Tester Votes to Prevent War with Iran Without Congressional Approval
Senator votes for war powers resolution ensuring Congress plays constitutional role in authorization of military force
U.S. Senator Jon Tester today voted for a bipartisan effort to prevent the Trump Administration from going to war with Iran without explicit approval from Congress.
“When we send our men and women in uniform halfway across the world to defend this country in wars supported by taxpayers, the Constitution dictates that Congress—the folks who represent those servicemembers and taxpayers—must have a transparent debate about whether those wars are in the national interest,” Tester said. “The world is certainly better off without Qassim Soleimani, but today Republicans and Democrats alike agreed that this Administration cannot use the unilateral killing of a terrorist as sole justification for yet another war in the Middle East.”

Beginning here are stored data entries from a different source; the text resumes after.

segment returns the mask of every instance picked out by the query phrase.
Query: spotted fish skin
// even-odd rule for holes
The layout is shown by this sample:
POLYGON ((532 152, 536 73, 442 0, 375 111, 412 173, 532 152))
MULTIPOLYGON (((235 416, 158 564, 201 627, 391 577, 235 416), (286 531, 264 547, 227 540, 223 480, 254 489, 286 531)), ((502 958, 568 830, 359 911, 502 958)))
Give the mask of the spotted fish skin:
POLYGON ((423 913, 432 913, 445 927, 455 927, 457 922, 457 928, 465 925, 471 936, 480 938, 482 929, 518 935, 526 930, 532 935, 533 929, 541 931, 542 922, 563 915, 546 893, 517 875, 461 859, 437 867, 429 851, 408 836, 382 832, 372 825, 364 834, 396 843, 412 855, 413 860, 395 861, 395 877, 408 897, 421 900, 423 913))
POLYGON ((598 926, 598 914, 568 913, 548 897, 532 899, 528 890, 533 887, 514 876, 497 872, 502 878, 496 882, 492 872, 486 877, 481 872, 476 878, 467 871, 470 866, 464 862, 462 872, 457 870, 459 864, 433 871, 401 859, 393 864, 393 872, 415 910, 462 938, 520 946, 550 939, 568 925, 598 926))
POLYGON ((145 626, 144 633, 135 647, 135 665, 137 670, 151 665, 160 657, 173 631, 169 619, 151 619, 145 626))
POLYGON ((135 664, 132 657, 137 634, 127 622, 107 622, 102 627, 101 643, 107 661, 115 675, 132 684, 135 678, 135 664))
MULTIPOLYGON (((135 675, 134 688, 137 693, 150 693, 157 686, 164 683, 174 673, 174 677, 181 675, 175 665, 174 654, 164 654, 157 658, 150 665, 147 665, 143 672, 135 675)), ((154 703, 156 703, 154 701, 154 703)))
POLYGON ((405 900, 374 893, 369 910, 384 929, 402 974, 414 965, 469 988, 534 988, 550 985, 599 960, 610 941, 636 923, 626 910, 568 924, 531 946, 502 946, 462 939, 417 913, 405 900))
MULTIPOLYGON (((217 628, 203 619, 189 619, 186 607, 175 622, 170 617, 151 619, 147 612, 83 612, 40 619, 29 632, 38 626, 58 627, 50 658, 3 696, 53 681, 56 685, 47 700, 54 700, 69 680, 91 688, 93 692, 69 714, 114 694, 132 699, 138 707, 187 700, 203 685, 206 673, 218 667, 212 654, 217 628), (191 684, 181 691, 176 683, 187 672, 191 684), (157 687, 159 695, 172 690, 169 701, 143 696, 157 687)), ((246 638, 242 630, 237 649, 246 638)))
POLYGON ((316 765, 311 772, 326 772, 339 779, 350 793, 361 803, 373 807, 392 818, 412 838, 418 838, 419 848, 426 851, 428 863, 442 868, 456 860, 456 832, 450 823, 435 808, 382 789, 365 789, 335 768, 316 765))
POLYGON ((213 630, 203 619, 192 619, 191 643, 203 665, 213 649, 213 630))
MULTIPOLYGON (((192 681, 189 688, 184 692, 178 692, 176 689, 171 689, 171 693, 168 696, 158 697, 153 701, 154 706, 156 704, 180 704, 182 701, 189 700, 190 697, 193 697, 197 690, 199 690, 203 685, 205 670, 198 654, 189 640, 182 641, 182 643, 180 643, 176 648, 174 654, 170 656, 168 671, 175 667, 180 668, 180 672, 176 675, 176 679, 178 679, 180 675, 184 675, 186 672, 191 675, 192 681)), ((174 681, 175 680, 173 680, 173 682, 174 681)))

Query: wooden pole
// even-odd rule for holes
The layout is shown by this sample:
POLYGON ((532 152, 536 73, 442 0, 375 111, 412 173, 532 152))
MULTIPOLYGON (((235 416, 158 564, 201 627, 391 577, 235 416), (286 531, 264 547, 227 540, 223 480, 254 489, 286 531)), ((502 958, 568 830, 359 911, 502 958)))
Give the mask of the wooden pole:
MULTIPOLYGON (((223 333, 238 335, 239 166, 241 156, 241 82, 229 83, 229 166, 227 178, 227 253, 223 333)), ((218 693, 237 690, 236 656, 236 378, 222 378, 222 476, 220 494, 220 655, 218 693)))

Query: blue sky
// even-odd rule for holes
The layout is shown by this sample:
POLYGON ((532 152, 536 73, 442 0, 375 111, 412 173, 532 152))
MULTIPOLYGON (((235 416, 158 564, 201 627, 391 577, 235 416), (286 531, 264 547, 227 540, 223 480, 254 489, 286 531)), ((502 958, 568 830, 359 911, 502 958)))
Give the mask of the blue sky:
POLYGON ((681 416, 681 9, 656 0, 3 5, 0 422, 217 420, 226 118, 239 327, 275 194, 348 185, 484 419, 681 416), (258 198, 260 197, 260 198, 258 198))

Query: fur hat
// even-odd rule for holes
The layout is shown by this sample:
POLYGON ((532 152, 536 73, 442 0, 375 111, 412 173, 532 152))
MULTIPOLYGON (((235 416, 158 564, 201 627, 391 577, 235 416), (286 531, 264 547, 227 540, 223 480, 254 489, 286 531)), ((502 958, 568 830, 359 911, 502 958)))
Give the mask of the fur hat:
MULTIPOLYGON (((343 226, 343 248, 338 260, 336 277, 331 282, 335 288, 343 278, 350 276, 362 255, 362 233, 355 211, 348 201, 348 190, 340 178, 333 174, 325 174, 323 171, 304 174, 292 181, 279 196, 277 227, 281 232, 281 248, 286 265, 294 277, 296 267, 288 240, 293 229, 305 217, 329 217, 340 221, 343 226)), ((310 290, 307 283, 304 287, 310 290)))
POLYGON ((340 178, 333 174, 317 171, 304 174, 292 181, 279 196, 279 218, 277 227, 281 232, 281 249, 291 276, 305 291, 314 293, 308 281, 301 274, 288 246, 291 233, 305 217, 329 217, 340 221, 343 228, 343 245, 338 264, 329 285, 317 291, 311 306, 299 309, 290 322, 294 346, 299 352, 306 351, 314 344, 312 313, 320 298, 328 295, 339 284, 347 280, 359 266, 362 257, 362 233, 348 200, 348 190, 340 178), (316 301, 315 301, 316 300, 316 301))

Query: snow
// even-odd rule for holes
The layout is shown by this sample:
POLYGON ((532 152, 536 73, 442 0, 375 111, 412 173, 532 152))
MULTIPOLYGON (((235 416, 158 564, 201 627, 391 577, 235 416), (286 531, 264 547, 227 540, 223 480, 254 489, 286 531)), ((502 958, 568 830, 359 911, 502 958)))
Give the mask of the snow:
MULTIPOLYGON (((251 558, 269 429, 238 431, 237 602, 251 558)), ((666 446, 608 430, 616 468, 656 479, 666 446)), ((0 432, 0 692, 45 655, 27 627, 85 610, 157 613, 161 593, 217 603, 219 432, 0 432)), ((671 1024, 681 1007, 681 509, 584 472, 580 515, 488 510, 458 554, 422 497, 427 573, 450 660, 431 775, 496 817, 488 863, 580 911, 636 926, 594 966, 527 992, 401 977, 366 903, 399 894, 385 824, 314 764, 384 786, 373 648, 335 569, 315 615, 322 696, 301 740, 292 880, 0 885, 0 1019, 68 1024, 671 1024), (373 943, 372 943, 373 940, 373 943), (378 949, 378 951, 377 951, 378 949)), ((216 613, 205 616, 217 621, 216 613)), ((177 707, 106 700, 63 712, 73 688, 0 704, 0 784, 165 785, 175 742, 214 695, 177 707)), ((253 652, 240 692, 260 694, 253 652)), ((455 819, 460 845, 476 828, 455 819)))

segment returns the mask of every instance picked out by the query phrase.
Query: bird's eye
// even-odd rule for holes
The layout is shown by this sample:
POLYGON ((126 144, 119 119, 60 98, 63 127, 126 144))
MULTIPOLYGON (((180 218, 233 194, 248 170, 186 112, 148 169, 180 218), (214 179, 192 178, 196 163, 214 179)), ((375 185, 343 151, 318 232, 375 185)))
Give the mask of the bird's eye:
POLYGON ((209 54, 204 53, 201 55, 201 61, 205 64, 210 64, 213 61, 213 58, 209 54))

Following the Administration’s killing of Iran’s Qassim Soleimani on Iraqi soil, Virginia Senator Tim Kaine introduced a resolution supported by both Republicans and Democrats, that requires any hostilities with Iran be explicitly authorized by a congressional declaration of war or a specific authorization of the use of military force. It does not prevent the United States from defending itself from imminent attack.
Since Tester arrived in the Senate in 2007 he has vocally advocated for the Bush, Obama, and Trump Administrations to renew the Authorization for use of Military Force before engaging in armed conflict.